The nervous tic by his left eye began to flicker again. He reached up a forefinger to stop the trembling. He wondered what he should do.
He thought of two recent discoveries, both made (to his considerable frustration) by Sotheby’s. In an old armoire in a manor on the Suffolk coast one of their valuers had discovered just such a panel and had spotted the hand of a Master. It had turned out to be by Cimabue, rarest of them all, and had sold for millions.

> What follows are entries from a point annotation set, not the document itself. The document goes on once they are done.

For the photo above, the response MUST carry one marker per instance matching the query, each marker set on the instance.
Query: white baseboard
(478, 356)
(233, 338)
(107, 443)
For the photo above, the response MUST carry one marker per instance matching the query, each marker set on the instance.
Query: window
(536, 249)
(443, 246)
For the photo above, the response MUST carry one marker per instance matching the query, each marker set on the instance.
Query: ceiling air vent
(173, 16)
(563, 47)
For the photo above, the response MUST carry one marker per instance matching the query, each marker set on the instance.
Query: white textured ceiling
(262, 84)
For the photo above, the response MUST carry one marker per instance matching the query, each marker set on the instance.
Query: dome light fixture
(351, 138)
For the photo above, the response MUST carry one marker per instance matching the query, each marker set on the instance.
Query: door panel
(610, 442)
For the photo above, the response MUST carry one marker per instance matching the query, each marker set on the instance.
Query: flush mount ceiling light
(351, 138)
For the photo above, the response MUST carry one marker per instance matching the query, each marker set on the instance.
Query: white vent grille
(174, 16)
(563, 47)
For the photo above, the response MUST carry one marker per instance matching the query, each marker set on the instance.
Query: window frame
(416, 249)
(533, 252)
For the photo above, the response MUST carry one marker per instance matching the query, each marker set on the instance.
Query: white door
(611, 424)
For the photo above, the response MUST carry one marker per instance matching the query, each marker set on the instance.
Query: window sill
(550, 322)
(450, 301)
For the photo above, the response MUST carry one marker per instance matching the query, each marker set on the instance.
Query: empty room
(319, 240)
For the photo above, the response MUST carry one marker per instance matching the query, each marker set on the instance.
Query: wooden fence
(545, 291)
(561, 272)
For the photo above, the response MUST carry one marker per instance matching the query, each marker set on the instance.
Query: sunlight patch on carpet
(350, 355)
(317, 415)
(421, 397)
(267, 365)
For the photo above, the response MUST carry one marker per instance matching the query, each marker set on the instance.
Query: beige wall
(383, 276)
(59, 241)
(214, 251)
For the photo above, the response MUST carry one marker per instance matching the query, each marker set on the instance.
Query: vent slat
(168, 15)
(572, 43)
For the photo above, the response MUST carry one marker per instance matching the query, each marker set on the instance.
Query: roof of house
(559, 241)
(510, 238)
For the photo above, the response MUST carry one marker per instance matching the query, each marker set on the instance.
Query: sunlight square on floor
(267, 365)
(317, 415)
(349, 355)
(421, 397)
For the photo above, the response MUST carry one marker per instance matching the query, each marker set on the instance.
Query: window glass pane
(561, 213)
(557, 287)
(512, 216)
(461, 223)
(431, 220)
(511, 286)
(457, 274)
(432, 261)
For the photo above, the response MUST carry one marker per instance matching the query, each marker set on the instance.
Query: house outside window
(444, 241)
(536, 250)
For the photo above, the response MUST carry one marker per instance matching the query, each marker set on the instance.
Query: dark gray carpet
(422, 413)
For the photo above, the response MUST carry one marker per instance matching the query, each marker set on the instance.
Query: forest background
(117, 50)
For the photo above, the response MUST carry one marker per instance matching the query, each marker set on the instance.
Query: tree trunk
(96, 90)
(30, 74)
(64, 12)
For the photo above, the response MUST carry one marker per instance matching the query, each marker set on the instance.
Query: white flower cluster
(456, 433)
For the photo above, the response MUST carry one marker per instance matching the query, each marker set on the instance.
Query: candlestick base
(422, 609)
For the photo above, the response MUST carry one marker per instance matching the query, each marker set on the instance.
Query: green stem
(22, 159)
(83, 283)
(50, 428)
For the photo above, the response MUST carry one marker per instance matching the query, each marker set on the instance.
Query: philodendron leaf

Even more recently another Sotheby’s man had been valuing the contents of Castle Howard. In a portfolio of overlooked and low-rated drawings he had spotted one of a grieving woman, head in hands, and had asked for more expert examinations to be carried out. The drawing, unsuspected for 300 years, turned out to be by Michelangelo. Asking price? £8,000,000. And now it seemed that he too had a priceless treasure masquerading as two dead partridge.
Clearly another swindle with Reggie Fanshawe would never work. Getting rid of the very junior Benny Evans was one thing. Alan Leigh-Travers was quite another. The board would believe Alan, even though he might have no copy of the airport letter. Anyway, Fanshawe could never be used again. The art world was not that gullible.